Critical Mass analyzes Berube’s article here and here; the second link includes a response from Berube denying he was suggesting conservatives are disabled. Also see New Criterion, Discriminations, Cranky Professor, Tightly Wound and Eric Rasmusen. And probably a dozen other blogs by now.
As I read it, Berube isn’t saying conservatives are disabled; he’s patronizing all students who deviate from his “standards of reasonableness” or his rules of classroom decorum. The problem is that Berube’s “standards of reasonableness” are quite narrow. The student’s argument that Japanese-American internment camps were justified by the national emergency is not crazy. Wrong, I think. But surely no crazier than other ideas that were considered legitimate subjects for discussion, such as the idea that internment camps could be compared to Nazi death camps. The student also objected to black nationalism advocated by a character in a novel. Well, why read political novels if students aren’t supposed to discuss the ideas?

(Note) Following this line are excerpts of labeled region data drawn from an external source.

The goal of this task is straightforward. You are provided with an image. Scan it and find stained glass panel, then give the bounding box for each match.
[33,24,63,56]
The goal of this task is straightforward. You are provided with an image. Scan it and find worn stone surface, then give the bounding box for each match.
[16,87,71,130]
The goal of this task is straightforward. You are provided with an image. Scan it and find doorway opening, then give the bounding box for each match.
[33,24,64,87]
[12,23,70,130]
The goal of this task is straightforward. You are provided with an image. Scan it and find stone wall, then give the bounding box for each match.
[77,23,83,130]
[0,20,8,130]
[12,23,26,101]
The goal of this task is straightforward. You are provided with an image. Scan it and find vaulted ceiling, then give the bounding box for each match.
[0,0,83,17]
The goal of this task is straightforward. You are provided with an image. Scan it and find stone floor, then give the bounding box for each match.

What Berube is really saying is that he was afraid to tell “John” that he was talking too much because “John” might complain he was being shut up for his political views. In my years as a newspaper columnist, many people criticized my work and my character and my intelligence and my patriotism. (With all those payoffs from Pravda they talked about, I never got a kopeck.) If you’re in a public position, you have to do what you think is right and take the heat. I didn’t have tenure either.
Update: Winston’s Diary, by a job-seeking grad student, describes the perils of being a non-leftist in academia and analyzes UCLA’s race, class and genderized literature classes.